If you then prepare a proposal that prices the project with a rounded number like $18,000.00, then your potential customer may subconsciously think you didn’t do your homework.
“How can something so complex be exactly $18,000.00?”
Don’t ever use a round number. Using a round number suggests room for negotiation.
Even if you don’t calculate every nail, 2×4, and hour of labor, you should still produce an exact number.
Instead of proposing a project price of $18,000.00, you should give them a written proposal that shows the price to be $18,173.89.
The former number says you are just guessing. The latter says you have done your homework and you know exactly what the project entails.
If, by some stroke of mathematical luck, your calculated price is a round number, then make the price a precise number. There’s is almost no risk in doing this.
If your customer is not going to buy from you at a price of $18,173.89, then that same customer was not going to buy from you at $18,000.00.
“Precision also indicates determination.” — Carmen Nobel
Here’s an easy experiment you can do to prove this point. The next time you call a company meeting, tell your employees that the meeting starts at 7:06 am. If they ask you why, you simply tell them “because that’s when it starts.” How many employees will feel the pressure to show up on time to a meeting that starts precisely at 7:06 am as opposed to 7:00am?
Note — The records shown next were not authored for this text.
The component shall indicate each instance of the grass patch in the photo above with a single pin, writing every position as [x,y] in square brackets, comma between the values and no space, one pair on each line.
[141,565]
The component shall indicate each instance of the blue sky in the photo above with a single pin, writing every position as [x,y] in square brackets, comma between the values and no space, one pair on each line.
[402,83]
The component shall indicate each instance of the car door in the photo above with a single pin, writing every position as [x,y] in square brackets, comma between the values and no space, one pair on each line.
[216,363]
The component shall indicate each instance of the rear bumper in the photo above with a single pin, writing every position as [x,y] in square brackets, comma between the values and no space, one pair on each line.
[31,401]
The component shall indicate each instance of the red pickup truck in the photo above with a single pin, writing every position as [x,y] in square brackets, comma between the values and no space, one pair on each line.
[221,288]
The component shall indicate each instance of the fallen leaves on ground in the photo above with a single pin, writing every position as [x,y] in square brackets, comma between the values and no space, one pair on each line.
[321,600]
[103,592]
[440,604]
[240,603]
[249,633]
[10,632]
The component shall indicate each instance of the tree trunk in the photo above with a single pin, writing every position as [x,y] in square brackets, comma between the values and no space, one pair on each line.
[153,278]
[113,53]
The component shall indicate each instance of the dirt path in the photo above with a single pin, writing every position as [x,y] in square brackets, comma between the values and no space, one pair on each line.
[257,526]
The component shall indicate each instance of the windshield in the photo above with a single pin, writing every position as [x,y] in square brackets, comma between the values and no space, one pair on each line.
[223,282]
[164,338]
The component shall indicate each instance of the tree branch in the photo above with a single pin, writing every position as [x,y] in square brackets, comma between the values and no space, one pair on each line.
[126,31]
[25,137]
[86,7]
3. Use the power of context.
Gregory Ciotti writes in the Huffington Post:
“Is there ever a time that one Budweiser is worth more than another? Logic would dictate that this answer be “no,” but bar hoppers know that just isn’t the case. Where you buy is just as important as what you buy.
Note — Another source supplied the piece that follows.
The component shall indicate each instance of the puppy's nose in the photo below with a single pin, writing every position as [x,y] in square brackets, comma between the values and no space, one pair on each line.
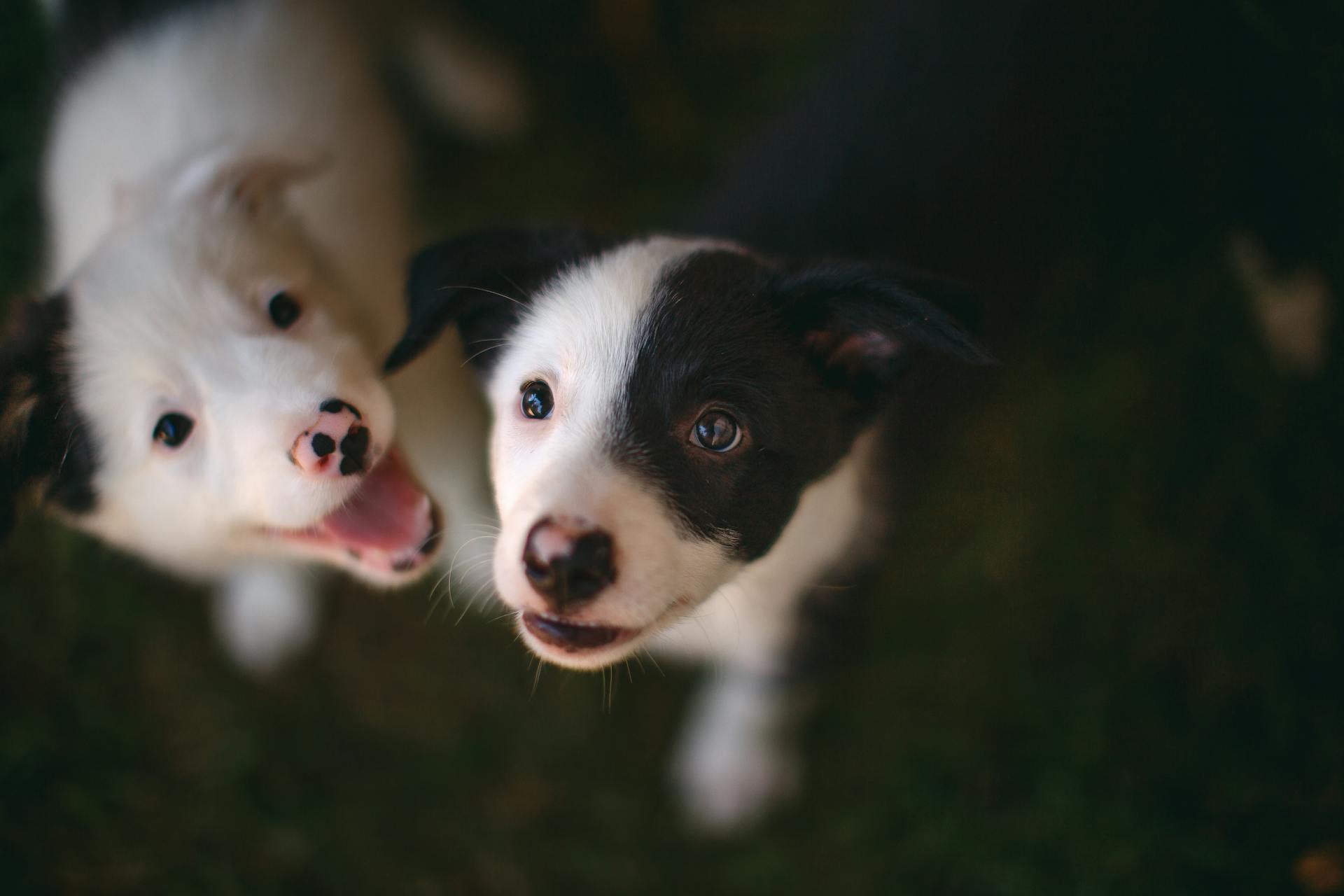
[335,445]
[568,564]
In a Vanderbilt University study published in the New York Times Magazine, customers were willing to pay higher prices for a Budweiser if they knew it was coming from an upscale hotel versus a run-down grocery store.
According to economist Richard Thaler, it was context that had the effect here. The perceived prestige of the upscale hotel allowed it to get away with charging higher prices.
It struck subjects as unfair to pay the same.”
This explains why people will pay more for a product at certain location and less for that same product at another.
You may be selling a product as part of your business, but most likely you are selling a service as well.
Provide potential customers with an experience that justifies your premium prices. Perception goes a long way toward influencing their evaluation of your prices.
Here is a list of items that add to the context of selling your anchor price:
- Promptly answer calls and requests.
- Respond to requests and changes in a timely manner.
- Provide a clear path of interaction and communication.
- Place high-quality branding on everything — shirts, hats, notepads, vehicles, website, etc.
- Produce detailed scopes of work, proposals, designs, and contract documents.
- Employ people that speak with respect, look customers in the eyes, and have a firm handshake.
- Maintain safe, clean, and orderly job sites.
- Use advanced tools, equipment, and construction techniques.
A low-priced construction business may have some or most of the items listed above. Those businesses are the run-down grocery store.
Your business is the upscale hotel, where customers expect to pay more because you have all the items listed above. Your business puts them on display at all times. You are selling the experience others can’t provide.
NO TRICKS. JUST SCIENCE.
The use of price anchors in your construction business is not deception or trickery. The techniques presented in this post are pure behavioral science. Marketing professionals have been using the science of neuroeconomic principals before the word neuroeconomics existed. The human brain is wired to make purchasing decisions from the same area that also controls human emotions.
Prince anchoring will stimulate the emotional part of your customers’ brains during the sales process. This sales technique will also give you an advantage over your competition that did not set an anchor.
Anchor high. Sell value. Deliver an experience.